Aleksandra y Niv

Si no hubiera sido por mis amigos, probablemente nunca habría creado un perfil en una página de citas. No paraban de contarme historias de parejas que se habían conocido por Internet y que, con el tiempo, habían formado matrimonios felices. Yo escuchaba con una sonrisa, pero en el fondo nunca creí que algo así pudiera pasarme a mí.

En aquella época, no buscaba cambiar mi vida y, desde luego, no tenía intención de marcharme de Ucrania. Era feliz donde estaba y no podía imaginarme viviendo en ningún otro sitio. Pero el amor tenía planes completamente diferentes para mí.

Entonces conocí a Niv.

Lo que empezó como una simple conversación por Internet se convirtió rápidamente en algo mucho más significativo. Cada día nos conocíamos un poco más, y al poco tiempo me di cuenta de que se había convertido en una parte importante de mi vida. Nuestra relación creció de forma natural y, de repente, el futuro que siempre había imaginado se veía completamente diferente.

Conocer a Niv puso mi mundo patas arriba de la mejor manera posible. Me enseñó que, a veces, las cosas más bonitas suceden cuando menos te lo esperas. Juntos, creamos una relación basada en la confianza, la risa y el apoyo incondicional.

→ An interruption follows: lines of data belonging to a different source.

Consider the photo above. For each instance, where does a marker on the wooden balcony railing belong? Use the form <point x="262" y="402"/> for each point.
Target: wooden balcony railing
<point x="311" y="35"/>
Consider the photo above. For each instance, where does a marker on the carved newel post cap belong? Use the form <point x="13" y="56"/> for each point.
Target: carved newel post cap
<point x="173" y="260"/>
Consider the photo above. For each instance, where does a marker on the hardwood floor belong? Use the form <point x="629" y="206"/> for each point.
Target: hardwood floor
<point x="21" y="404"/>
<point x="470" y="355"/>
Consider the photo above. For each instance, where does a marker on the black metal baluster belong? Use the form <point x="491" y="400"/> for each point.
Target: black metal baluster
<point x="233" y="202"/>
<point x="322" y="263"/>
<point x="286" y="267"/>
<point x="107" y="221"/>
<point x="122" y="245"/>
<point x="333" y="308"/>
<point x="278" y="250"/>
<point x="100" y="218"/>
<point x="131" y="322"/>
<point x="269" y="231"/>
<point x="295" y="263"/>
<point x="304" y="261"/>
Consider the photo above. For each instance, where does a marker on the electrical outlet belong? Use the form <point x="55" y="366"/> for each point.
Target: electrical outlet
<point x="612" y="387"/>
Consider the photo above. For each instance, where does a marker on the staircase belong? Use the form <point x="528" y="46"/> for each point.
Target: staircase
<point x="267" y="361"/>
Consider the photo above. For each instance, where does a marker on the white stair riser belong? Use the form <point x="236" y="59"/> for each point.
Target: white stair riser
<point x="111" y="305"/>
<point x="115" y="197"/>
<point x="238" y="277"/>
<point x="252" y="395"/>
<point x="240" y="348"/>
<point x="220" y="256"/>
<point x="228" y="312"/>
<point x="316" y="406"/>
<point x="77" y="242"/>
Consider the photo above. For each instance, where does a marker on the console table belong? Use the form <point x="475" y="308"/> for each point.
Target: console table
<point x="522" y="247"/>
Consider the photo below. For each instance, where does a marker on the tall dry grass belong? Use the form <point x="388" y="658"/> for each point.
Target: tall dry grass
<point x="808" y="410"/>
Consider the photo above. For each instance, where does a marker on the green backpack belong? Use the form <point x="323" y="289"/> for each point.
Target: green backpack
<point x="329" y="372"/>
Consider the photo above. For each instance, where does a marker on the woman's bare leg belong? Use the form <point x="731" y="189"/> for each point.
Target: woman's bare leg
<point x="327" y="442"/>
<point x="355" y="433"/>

Este verano, Niv me sorprendió organizando unas vacaciones inolvidables en Grecia. Él mismo planificó cada detalle, asegurándose de que todo saliera perfecto. Pensé que el viaje en sí ya era la sorpresa de mi vida, pero él tenía algo aún más especial en mente.

Durante nuestras vacaciones, en uno de los lugares más bonitos de Grecia, Niv se arrodilló y me pidió que me casara con él. Me quedé completamente sin palabras porque nunca había esperado un momento tan mágico. Por supuesto, mi respuesta fue un «Sí»

inmediato. Pero ahí no acabaron las sorpresas.

En lugar de esperar meses para convertirnos en marido y mujer, decidimos casarnos allí mismo, en Grecia. Éramos solo nosotros dos, celebrando nuestro amor de la forma más íntima e inolvidable. No había multitudes, ni una gran ceremonia, ni planes complicados; solo dos personas profundamente enamoradas, prometiéndose pasar el resto de sus vidas juntas.

Ahora, al echar la vista atrás, sonrío cada vez que recuerdo lo convencida que estaba de que las relaciones por Internet no eran para mí. La vida me demostró que estaba equivocada de la forma más maravillosa. A veces basta con un mensaje, una oportunidad y una persona para cambiar todo tu futuro para siempre.